En 1970, ce qu’on va bientôt appeler la Blaxploitation n’existe pas encore. Les mouvements afro-américains ont cependant déjà marqué l’actualité aux États-Unis et commencent à influencer le cinéma. Ce film en est l’exacte illustration. Deux têtes d’affiche noir dans une sorte de buddy-movie avant l’heure et un sujet qui reviendra en boucle dans le genre : la lutte entre les blancs et les noirs mais, surtout, la lutte entre les bons et les mauvais blacks. C’est tout à fait le sujet de ce film qui, très clairement, cherche ses marques durant tout son exercice. On n’est pas encore dans le polar urbain mais le tournage dans Harlem annonce ce cinéma ancré dans la réalité. L’intrigue policière est légère pour vraiment passionner (on a franchement l’impression d’une intrigue prétexte, telle qu’on peut en trouver dans de nombreuses séries télé). Mais, surtout, le ton du film hésite entre le polar sérieux et le second degré, ce qui nuit globalement à l’ensemble.
Pour partie polar de série et pour partie parodie, le film rate sa cible car, et c’est dommage, il avait des choses à raconter. On prend le discours quand même mais on ne sait pas toujours si c’est du lard ou du cochon. La musique elle-même participe à ce brouillage.

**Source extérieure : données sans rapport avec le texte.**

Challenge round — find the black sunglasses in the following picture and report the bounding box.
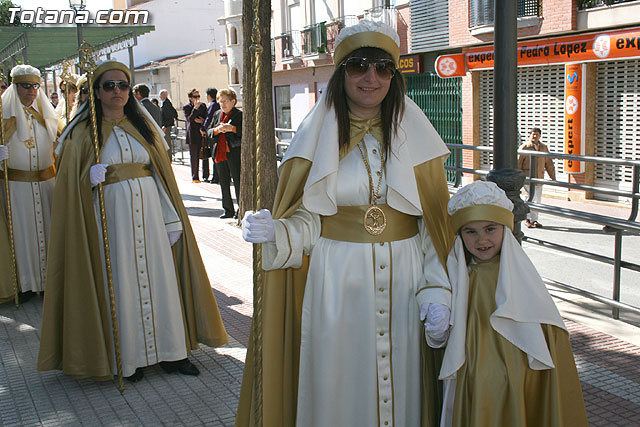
[342,57,396,80]
[99,80,131,93]
[18,82,40,90]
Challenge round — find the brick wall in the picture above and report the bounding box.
[449,0,578,47]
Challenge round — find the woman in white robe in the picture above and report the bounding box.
[236,21,450,427]
[38,61,227,382]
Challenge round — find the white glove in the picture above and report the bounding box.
[0,145,9,162]
[89,163,109,187]
[420,303,451,342]
[167,230,182,246]
[242,209,276,243]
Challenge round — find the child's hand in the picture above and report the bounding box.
[420,304,451,347]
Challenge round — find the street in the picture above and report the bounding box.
[0,165,640,427]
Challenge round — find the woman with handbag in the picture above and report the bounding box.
[207,89,242,218]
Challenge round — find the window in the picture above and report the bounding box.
[229,26,238,45]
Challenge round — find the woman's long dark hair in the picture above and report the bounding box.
[326,47,406,156]
[93,79,154,147]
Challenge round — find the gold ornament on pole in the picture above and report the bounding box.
[60,59,76,124]
[0,65,20,307]
[78,41,124,393]
[249,0,264,427]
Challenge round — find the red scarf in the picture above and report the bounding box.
[213,111,229,163]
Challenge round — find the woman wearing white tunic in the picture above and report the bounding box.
[236,21,450,427]
[38,62,227,382]
[0,65,57,302]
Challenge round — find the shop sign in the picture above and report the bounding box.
[564,64,586,173]
[398,54,422,74]
[436,28,640,77]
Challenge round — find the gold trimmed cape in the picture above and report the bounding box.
[38,119,228,380]
[236,155,453,427]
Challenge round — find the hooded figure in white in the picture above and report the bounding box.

Dans les scènes d’action (qui sont assez peu nombreuses mais parfois rudement efficaces), une musique aux accents humoristiques vient se télescoper aux images. C’est exactement ce qui se passe lorsqu’une chouette course-poursuite en voitures est lancée au début du film. Ce n’est pas encore l’avènement de la soul musique dans ce type de films et le choix de la partition détonne et démine la tension de la séquence : dommage. À la fois plaisantins et flics à la gâchette facile, notre duo principal traverse lui aussi ce film avec une impression mitigée.
Le résultat n’est pas mauvais, mais très maladroit. De bonnes intentions côtoient des personnages ou des séquences décalés, et, surtout, le film ne va pas au bout de ses véritables intentions. Mais il a pour lui d’annoncer un certain cinéma encore en gestation qui ne sait pas encore tout à fait sur quel pied danser. Le genre qui envahira les écrans un an plus tard sera beaucoup plus premier degré, un peu fanfaron même, mais aussi plus percutant et violent. La découverte de ce film n’en est que plus intéressante pour comprendre comment la Blaxploitation a vu le jour.